How an RFID inlay can transform into new, unexpected applications with engineering know-how
What do microwave ovens, Post-it® Notes and Penicillin have in common? Give up? They were all “accidental” discoveries –where an inventor originally intended to pursue another concept entirely, but through careful observation realized they had developed something completely different from their original concept. And the world is a better place because of this, wouldn’t you agree?
Here at Metalcraft, our engineers are constantly pushing the limits of the technology and experimenting. And through this process, sometimes a radio frequency identification (RFID) inlay designed for a specific application unknowingly becomes the inlay of choice for a completely unrelated application. Not an exact an apples-to-apples comparison with the accidental discoveries above, but similarities do exist.
For example, an RFID inlay that is recommended for industrial, supply chain or retail applications may have other applications that weren’t originally intended.
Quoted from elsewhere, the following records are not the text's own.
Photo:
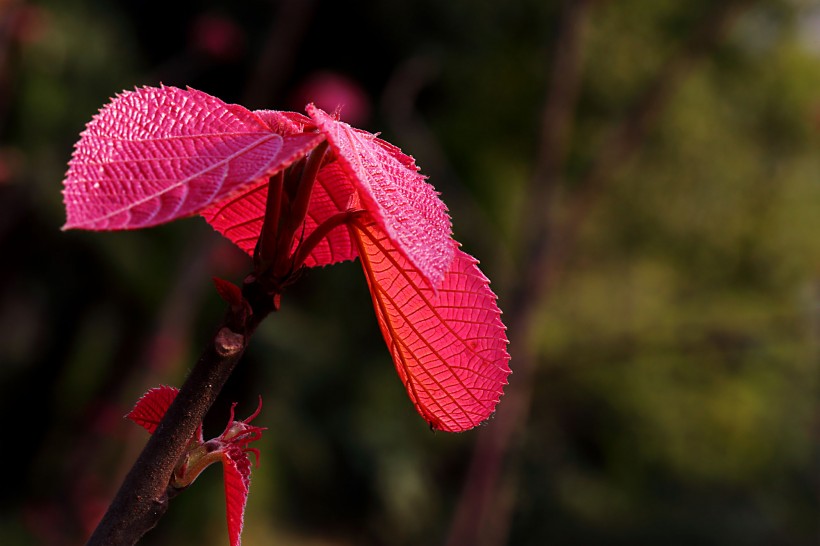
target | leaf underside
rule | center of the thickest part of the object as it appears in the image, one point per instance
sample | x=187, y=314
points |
x=157, y=154
x=236, y=469
x=449, y=346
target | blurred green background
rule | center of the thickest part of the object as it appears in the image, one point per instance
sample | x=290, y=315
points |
x=640, y=179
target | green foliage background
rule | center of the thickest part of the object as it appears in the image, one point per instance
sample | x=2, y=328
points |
x=674, y=378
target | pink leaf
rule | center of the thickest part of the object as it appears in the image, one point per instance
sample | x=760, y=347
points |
x=236, y=469
x=448, y=345
x=240, y=217
x=157, y=154
x=404, y=206
x=149, y=410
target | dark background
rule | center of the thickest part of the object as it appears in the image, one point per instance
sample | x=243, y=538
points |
x=640, y=179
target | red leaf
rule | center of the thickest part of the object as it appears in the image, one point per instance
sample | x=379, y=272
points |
x=448, y=345
x=149, y=410
x=236, y=468
x=403, y=205
x=157, y=154
x=240, y=217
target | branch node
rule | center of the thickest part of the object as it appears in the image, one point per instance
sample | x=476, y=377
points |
x=229, y=343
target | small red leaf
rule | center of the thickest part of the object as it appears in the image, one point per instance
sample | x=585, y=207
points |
x=229, y=292
x=404, y=206
x=236, y=468
x=157, y=154
x=449, y=346
x=150, y=409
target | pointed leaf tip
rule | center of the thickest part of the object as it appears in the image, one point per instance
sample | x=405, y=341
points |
x=236, y=468
x=449, y=346
x=151, y=407
x=156, y=154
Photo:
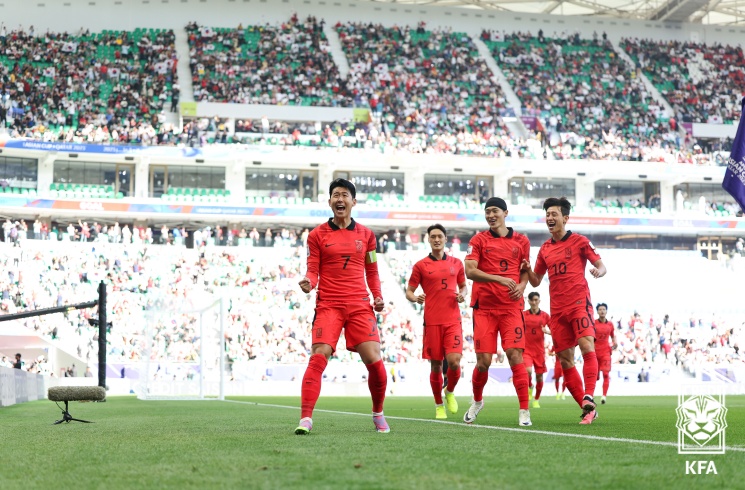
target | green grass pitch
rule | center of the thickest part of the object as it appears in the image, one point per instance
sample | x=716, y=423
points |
x=250, y=443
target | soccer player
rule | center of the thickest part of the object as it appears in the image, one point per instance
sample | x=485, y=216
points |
x=604, y=332
x=564, y=256
x=493, y=264
x=558, y=374
x=342, y=264
x=536, y=325
x=443, y=282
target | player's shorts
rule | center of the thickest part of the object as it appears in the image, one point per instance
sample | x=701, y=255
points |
x=440, y=340
x=508, y=324
x=567, y=327
x=603, y=363
x=558, y=370
x=357, y=320
x=535, y=361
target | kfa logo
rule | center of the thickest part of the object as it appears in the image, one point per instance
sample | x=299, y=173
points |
x=701, y=424
x=700, y=468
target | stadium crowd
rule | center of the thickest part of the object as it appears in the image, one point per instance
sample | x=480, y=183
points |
x=107, y=87
x=288, y=64
x=663, y=340
x=703, y=83
x=269, y=317
x=427, y=91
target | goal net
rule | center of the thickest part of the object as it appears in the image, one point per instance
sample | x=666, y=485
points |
x=183, y=352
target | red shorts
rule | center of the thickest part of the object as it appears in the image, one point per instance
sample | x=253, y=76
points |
x=536, y=360
x=509, y=324
x=558, y=370
x=440, y=340
x=567, y=327
x=357, y=320
x=604, y=363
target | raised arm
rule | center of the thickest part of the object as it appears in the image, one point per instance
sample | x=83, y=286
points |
x=310, y=280
x=598, y=269
x=477, y=275
x=533, y=278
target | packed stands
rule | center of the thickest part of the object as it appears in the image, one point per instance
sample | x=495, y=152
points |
x=594, y=104
x=106, y=87
x=702, y=83
x=264, y=64
x=423, y=83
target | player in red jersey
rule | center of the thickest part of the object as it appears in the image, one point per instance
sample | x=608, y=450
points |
x=536, y=325
x=558, y=374
x=443, y=283
x=342, y=264
x=493, y=264
x=604, y=332
x=564, y=256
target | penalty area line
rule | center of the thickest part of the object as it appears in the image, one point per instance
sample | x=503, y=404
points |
x=491, y=427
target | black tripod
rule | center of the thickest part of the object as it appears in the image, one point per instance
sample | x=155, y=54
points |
x=66, y=417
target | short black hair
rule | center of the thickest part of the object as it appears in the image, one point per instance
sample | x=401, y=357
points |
x=343, y=183
x=562, y=202
x=437, y=226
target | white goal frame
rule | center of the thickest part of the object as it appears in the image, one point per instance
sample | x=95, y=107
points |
x=206, y=385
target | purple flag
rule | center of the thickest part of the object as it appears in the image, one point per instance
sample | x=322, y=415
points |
x=734, y=177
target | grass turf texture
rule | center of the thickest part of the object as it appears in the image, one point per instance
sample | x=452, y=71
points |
x=211, y=444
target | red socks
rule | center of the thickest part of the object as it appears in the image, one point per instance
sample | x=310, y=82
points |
x=574, y=384
x=521, y=380
x=311, y=388
x=435, y=381
x=453, y=377
x=590, y=372
x=377, y=382
x=479, y=380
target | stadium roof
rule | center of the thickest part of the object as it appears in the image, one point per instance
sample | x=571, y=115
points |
x=721, y=12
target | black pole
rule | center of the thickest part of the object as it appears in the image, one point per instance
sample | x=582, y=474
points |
x=102, y=334
x=47, y=311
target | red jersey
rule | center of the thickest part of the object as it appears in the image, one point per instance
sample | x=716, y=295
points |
x=534, y=337
x=439, y=280
x=500, y=256
x=565, y=261
x=341, y=260
x=603, y=333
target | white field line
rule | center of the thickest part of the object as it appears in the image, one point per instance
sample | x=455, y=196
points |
x=491, y=427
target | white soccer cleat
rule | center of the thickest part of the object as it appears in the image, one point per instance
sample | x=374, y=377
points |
x=473, y=411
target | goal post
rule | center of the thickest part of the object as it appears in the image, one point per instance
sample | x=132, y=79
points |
x=183, y=350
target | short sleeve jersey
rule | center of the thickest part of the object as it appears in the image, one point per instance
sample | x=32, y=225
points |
x=342, y=262
x=565, y=261
x=439, y=280
x=603, y=334
x=500, y=256
x=534, y=336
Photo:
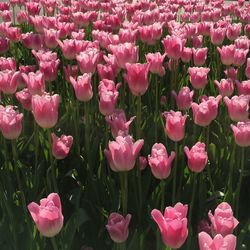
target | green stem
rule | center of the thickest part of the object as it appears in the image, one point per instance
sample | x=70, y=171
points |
x=175, y=172
x=240, y=181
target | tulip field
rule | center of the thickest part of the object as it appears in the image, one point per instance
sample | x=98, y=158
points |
x=124, y=125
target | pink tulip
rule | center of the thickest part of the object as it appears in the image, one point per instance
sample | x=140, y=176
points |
x=45, y=109
x=108, y=93
x=198, y=77
x=137, y=78
x=10, y=122
x=238, y=107
x=118, y=123
x=173, y=225
x=122, y=153
x=217, y=35
x=219, y=242
x=242, y=133
x=243, y=87
x=82, y=87
x=125, y=53
x=227, y=54
x=225, y=86
x=173, y=46
x=200, y=56
x=197, y=157
x=223, y=221
x=48, y=215
x=175, y=125
x=155, y=61
x=186, y=55
x=88, y=60
x=24, y=97
x=61, y=146
x=233, y=31
x=159, y=161
x=118, y=227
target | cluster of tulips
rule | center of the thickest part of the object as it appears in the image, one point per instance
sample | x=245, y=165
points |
x=71, y=72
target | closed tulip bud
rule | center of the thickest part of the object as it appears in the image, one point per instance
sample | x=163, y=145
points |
x=200, y=56
x=45, y=109
x=197, y=157
x=24, y=97
x=122, y=153
x=118, y=227
x=48, y=215
x=225, y=86
x=156, y=63
x=217, y=243
x=184, y=98
x=238, y=107
x=198, y=77
x=173, y=46
x=159, y=161
x=61, y=146
x=227, y=54
x=137, y=78
x=10, y=122
x=173, y=225
x=242, y=133
x=175, y=125
x=223, y=221
x=83, y=88
x=118, y=123
x=243, y=87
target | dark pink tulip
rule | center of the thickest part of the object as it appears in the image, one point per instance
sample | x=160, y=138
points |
x=173, y=225
x=24, y=97
x=8, y=81
x=45, y=110
x=217, y=243
x=217, y=35
x=155, y=61
x=118, y=123
x=243, y=87
x=88, y=60
x=242, y=133
x=186, y=55
x=184, y=98
x=137, y=78
x=200, y=56
x=175, y=125
x=227, y=54
x=233, y=31
x=197, y=157
x=49, y=69
x=238, y=107
x=159, y=161
x=198, y=77
x=225, y=86
x=10, y=122
x=223, y=221
x=108, y=93
x=48, y=215
x=173, y=46
x=82, y=87
x=122, y=153
x=61, y=146
x=118, y=227
x=35, y=82
x=125, y=53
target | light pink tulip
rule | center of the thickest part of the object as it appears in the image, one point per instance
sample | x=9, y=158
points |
x=118, y=227
x=122, y=153
x=159, y=161
x=48, y=215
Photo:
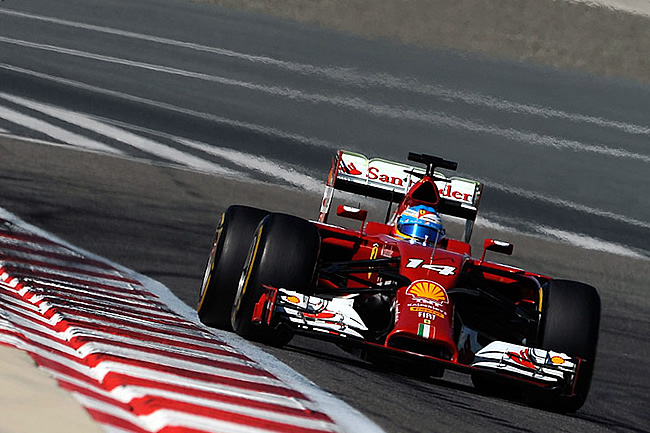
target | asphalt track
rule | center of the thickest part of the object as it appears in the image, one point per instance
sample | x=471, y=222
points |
x=159, y=220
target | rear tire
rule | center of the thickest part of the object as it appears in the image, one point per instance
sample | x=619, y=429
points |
x=569, y=324
x=283, y=254
x=229, y=251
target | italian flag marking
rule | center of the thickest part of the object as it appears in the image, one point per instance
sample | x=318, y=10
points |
x=424, y=330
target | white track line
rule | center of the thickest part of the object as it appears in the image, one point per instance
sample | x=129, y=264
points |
x=438, y=119
x=345, y=417
x=354, y=77
x=55, y=132
x=149, y=146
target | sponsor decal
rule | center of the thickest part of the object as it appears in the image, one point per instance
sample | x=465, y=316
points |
x=558, y=360
x=373, y=255
x=522, y=358
x=391, y=175
x=387, y=251
x=425, y=330
x=424, y=289
x=427, y=313
x=349, y=168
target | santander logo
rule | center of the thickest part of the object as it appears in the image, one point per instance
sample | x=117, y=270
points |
x=394, y=179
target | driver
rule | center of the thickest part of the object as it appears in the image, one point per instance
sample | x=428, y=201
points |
x=420, y=224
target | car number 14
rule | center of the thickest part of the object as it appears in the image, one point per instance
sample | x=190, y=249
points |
x=441, y=269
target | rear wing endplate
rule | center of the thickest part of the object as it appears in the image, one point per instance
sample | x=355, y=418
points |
x=387, y=180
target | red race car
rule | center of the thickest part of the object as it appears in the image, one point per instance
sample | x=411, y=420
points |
x=402, y=293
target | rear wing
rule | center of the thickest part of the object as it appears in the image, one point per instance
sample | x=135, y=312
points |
x=387, y=180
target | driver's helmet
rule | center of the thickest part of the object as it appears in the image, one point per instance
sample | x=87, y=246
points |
x=420, y=224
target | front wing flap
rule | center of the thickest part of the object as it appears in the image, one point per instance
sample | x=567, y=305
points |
x=334, y=316
x=552, y=369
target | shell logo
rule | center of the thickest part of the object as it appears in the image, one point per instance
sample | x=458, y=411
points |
x=428, y=290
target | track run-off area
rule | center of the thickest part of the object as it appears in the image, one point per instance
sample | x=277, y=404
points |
x=128, y=136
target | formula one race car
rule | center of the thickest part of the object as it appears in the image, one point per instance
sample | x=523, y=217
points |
x=402, y=292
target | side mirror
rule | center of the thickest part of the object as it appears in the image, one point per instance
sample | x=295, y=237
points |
x=353, y=213
x=496, y=246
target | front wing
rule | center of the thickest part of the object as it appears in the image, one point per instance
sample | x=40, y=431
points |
x=335, y=319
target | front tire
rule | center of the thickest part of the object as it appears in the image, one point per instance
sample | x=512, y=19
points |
x=569, y=323
x=227, y=257
x=284, y=255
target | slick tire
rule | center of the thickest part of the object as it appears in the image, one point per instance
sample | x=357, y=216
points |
x=230, y=247
x=284, y=254
x=569, y=323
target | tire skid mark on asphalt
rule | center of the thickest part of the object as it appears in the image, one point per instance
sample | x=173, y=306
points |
x=134, y=365
x=353, y=77
x=433, y=118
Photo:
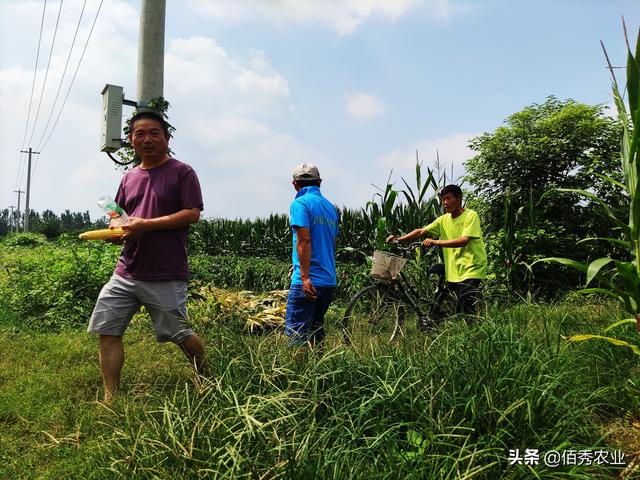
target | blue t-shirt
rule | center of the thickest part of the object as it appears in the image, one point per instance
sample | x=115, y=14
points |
x=311, y=210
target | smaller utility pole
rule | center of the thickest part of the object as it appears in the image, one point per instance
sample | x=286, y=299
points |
x=19, y=192
x=27, y=212
x=11, y=218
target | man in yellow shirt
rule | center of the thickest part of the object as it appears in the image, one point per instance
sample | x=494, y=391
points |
x=459, y=234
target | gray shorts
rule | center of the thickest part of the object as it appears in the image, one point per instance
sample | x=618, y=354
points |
x=120, y=299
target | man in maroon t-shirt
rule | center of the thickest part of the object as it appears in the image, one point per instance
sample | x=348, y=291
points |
x=162, y=198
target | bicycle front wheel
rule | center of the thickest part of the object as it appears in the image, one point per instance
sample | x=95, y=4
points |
x=373, y=316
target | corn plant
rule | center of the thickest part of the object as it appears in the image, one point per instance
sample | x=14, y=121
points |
x=617, y=278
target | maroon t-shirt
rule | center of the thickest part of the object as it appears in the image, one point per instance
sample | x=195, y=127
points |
x=159, y=191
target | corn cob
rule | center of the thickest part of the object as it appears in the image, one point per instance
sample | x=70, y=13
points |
x=102, y=234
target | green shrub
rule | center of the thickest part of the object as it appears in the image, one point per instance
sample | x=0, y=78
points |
x=25, y=240
x=50, y=287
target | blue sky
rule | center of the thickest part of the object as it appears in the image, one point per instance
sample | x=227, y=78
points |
x=256, y=87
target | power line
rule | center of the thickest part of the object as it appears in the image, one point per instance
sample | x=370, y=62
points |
x=35, y=71
x=46, y=73
x=64, y=72
x=33, y=85
x=74, y=77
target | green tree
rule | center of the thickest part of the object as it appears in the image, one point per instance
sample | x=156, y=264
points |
x=555, y=144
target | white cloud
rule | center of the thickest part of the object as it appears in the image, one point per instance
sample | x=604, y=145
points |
x=222, y=106
x=363, y=106
x=342, y=16
x=452, y=151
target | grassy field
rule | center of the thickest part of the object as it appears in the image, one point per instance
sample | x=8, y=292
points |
x=447, y=405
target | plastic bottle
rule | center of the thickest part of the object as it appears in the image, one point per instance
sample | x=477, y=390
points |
x=115, y=212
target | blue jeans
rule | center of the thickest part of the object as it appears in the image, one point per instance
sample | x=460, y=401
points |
x=304, y=321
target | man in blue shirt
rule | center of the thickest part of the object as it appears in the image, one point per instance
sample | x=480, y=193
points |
x=314, y=221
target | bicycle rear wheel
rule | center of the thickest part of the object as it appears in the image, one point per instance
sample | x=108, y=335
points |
x=375, y=315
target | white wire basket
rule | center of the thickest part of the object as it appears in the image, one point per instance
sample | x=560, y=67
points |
x=386, y=266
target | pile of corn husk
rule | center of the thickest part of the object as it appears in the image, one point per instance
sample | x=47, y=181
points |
x=261, y=311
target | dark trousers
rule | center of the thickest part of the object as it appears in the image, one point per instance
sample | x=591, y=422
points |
x=304, y=321
x=468, y=293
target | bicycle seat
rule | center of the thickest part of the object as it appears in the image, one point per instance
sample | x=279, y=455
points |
x=437, y=268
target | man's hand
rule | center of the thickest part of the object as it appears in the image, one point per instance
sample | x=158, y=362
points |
x=309, y=289
x=135, y=228
x=430, y=242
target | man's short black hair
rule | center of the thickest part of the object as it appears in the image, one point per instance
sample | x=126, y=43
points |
x=308, y=183
x=152, y=116
x=456, y=190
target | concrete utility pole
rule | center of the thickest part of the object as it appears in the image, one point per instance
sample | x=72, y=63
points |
x=11, y=218
x=151, y=51
x=19, y=192
x=26, y=208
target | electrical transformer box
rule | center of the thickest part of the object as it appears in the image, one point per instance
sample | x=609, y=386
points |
x=112, y=100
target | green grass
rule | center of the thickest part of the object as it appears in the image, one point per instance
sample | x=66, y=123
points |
x=447, y=405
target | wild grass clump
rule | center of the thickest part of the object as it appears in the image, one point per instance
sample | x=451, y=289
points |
x=450, y=405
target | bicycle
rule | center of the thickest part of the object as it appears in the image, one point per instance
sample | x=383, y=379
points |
x=379, y=312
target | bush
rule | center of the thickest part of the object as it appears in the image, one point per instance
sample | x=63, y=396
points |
x=50, y=287
x=25, y=240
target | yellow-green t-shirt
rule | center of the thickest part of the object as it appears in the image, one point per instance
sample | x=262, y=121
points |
x=465, y=262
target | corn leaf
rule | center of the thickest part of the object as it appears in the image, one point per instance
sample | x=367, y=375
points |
x=564, y=261
x=613, y=292
x=598, y=200
x=615, y=341
x=633, y=81
x=617, y=241
x=620, y=322
x=612, y=181
x=594, y=268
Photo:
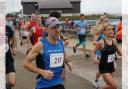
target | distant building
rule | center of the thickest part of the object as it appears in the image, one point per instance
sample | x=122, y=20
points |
x=66, y=7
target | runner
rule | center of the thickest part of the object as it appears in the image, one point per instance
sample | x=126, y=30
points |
x=108, y=47
x=10, y=50
x=119, y=31
x=97, y=37
x=81, y=27
x=53, y=57
x=24, y=34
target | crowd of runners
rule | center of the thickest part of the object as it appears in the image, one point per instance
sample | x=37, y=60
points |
x=45, y=44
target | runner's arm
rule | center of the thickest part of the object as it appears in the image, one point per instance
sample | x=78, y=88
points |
x=31, y=57
x=117, y=47
x=14, y=44
x=97, y=46
x=95, y=39
x=68, y=62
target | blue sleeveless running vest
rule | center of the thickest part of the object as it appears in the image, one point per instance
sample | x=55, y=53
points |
x=98, y=52
x=53, y=56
Like, when the RFID engineers at Metalcraft wanted to find an inlay for a racebib tag that didn’t require a foam standoff from the human body, they found the previously mentioned industrial inlay to fit the bill.
Most RFID racebibs on the market require a foam standoff creating distance between the RFID inlay and a runner’s body. This standoff is necessary due to the high water content in the human body. Water absorbs RF energy and detunes the inlay.
The Metalcraft engineers knew that by removing the foam standoff, it would allow for a less bulky product, as well as reduce material expense. But of course, it had to work as well, or better-- reduce material and overall cost for customers without sacrificing tag performance.
The engineers tested various inlays with differing thicknesses of foam as well as inlays without a foam standoff. They used a block of cheese in an anechoic chamber to simulate a human body as well as an actual person. They even tried making modifications to existing inlays to test the impact on the tag’s performance, but none of these attempts gave them what they were looking for.
Then, like Cinderella and the glass slipper, they tried the inlay designed for industrial, supply chain and retail applications, and it was a perfect fit! The inlay did not require a foam standoff and the tag performance was equal to or, in some cases, greater than the inlay currently being used in RFID racebib tags.
In addition to the benefits of cost savings and ease of use identified above, another reason the RFID engineers at Metalcraft wanted to find an inlay that would work without a foam standoff is to examine the possibility of an onsite printable option. Allowing racetimers the option of purchasing an onsite printable RFID racebib would allow them the flexibility of purchasing in larger quantities, thereby reducing the cost per tag. It would also allow them to print last-minute registrants the day of the race.
While there is no one thing the Metalcraft engineers can point to and say, “this inlay performs better for this application for this specific reason,” they can point to three potential factors:
- inlay design,
- chip sensitivity
Regarding antenna design, according to our engineers, the ability to absorb more RF than the surface the inlay is on is critical in identifying the performance of that antenna design. The environment can change the performance of a specific antenna design because of the potential interference it can cause. Finally, the more sensitive a chip is the less power needed to get a response from the reader.
Did our RFID engineers go looking for an inlay that met these specific criteria? No, however, like the aforementioned inventors, they wanted to make sense of their discovery and use the information in future designs. Who knows, perhaps one of those future designs could turn out to be RFID’s equivalent to the microwave oven and the world would be a better place because of it.